Accuracy & Metrics — How We Track Our Predictions

A prediction without a track record is just an opinion. Seldon Vault tracks every forecast and publishes the results — because honesty about accuracy is more important than claiming to be right.

Brier Score — The Gold Standard

The Brier Score is the primary metric we use to evaluate forecast accuracy. It measures the distance between what you predicted and what actually happened.

Formula:

Brier Score = (Predicted probability - Actual outcome)²

Interpretation:

Brier Score	Quality
0.0	Perfect prediction
0.1	Good
0.2	Mediocre
0.25	Random guessing (coin flip)

Example — good prediction: You predict "70% chance of X happening". X happens. Brier Score = (0.70 - 1.0)² = 0.09 (good!)

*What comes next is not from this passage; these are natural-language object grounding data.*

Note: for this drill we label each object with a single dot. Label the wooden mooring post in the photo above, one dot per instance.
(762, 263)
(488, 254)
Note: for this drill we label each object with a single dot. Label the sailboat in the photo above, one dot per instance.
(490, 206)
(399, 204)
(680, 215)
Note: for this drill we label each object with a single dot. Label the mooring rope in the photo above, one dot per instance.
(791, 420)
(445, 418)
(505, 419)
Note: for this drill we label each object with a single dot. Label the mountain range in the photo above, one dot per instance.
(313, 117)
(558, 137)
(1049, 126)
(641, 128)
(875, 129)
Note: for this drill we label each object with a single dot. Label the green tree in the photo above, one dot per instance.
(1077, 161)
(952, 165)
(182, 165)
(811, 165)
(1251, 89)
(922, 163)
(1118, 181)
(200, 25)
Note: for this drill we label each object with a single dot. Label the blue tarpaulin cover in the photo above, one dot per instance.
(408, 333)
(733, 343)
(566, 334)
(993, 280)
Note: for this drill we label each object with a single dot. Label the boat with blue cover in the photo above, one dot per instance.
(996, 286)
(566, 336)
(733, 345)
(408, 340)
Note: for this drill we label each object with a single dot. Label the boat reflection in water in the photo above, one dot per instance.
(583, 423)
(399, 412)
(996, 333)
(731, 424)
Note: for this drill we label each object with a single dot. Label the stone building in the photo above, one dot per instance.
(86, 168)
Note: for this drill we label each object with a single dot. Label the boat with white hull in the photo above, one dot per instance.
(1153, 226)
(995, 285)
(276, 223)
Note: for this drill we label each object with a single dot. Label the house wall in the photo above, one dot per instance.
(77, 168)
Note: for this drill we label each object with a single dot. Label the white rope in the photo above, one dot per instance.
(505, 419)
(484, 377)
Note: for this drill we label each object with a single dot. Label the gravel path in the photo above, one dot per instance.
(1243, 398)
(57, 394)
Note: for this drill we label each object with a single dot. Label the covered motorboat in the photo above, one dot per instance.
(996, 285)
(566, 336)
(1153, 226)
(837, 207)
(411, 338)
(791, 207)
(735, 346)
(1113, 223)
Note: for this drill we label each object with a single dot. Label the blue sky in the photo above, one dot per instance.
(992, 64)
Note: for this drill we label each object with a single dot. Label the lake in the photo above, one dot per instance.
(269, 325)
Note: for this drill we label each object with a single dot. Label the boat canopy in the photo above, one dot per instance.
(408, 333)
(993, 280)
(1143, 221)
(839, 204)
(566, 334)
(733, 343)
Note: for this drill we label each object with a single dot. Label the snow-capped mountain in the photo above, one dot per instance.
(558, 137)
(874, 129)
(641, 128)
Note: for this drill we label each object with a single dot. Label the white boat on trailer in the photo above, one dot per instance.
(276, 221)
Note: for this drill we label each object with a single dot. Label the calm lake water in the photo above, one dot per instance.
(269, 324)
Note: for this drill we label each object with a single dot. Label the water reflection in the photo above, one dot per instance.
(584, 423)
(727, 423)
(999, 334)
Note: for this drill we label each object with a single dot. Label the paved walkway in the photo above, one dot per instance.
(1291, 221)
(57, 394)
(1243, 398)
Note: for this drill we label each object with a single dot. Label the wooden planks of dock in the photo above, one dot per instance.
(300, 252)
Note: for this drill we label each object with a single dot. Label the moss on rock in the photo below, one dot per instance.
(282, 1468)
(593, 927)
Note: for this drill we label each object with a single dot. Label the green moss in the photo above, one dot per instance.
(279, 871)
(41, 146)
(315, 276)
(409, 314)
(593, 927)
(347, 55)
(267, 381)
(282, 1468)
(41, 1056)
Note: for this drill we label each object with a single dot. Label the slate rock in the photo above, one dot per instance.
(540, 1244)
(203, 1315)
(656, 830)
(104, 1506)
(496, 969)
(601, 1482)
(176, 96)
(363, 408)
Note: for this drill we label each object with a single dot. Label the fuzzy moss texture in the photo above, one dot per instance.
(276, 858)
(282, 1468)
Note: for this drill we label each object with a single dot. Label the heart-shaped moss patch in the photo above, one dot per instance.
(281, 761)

Example — bad prediction: You predict "70% chance of X happening". X doesn't happen. Brier Score = (0.70 - 0.0)² = 0.49 (bad)

Why Brier Score? It rewards calibration and penalizes overconfidence. It's the same metric used by Philip Tetlock's Good Judgment Project — the most rigorous forecasting research program ever conducted.

Calibration — The Art of Being Right the Right Amount

Calibration answers a simple question: when you say "70%", does it actually happen about 70% of the time?

Calibration curve: plot predicted probability (x-axis) vs actual frequency (y-axis). Perfect calibration produces a diagonal line.
Overconfident: actual frequency is lower than predicted — you say 80% but it happens only 60% of the time.
Underconfident: actual frequency is higher than predicted — you say 40% but it happens 60% of the time.

Seldon Vault publishes calibration curves via the /api/v1/metrics/calibration endpoint, so anyone can inspect how well-calibrated our forecasts are.

Per-Agent Accuracy

Each of the 11 analyst agents has their own Brier Score, tracked independently:

Scores are computed over rolling 30-day windows to reflect recent performance.
Dual-persona agents are tracked separately — economist_bull and economist_bear have independent Brier Scores. This means the system learns which cognitive bias (optimistic vs. pessimistic) performs better in each sector over time.
Agents contributing to better-scored forecasts are implicitly validated.
Agents with declining scores are candidates for prompt recalibration.

Agent Weight Ranking

Beyond tracking accuracy, Seldon Vault converts Brier Scores into reliability weights that directly influence future forecasts.

How it works:

Each agent's Brier Score is computed per sector (geopolitics, economics, technology, etc.)
Scores are converted to weights using the formula: weight = 1 / (Brier + 0.05), then normalized so weights within each sector sum to 1.0
An agent with Brier Score 0.10 in geopolitics gets roughly 2.7x more influence than an agent with 0.35
Agents whose Brier Score exceeds 0.40 in a sector are disqualified — their weight drops to zero in that domain
Trend tracking compares recent 15-day performance against the previous 15 days, detecting whether an agent is improving, degrading, or stable

Why this matters: The calibration feedback loop tells agents they're inaccurate. Weight ranking goes further — it ensures that the Seldon Arbiter acts on that accuracy data by weighting reliable agents more heavily in synthesis. This creates a dual feedback mechanism: agents try to improve (prompt calibration), and the system reduces their influence until they do (weight ranking).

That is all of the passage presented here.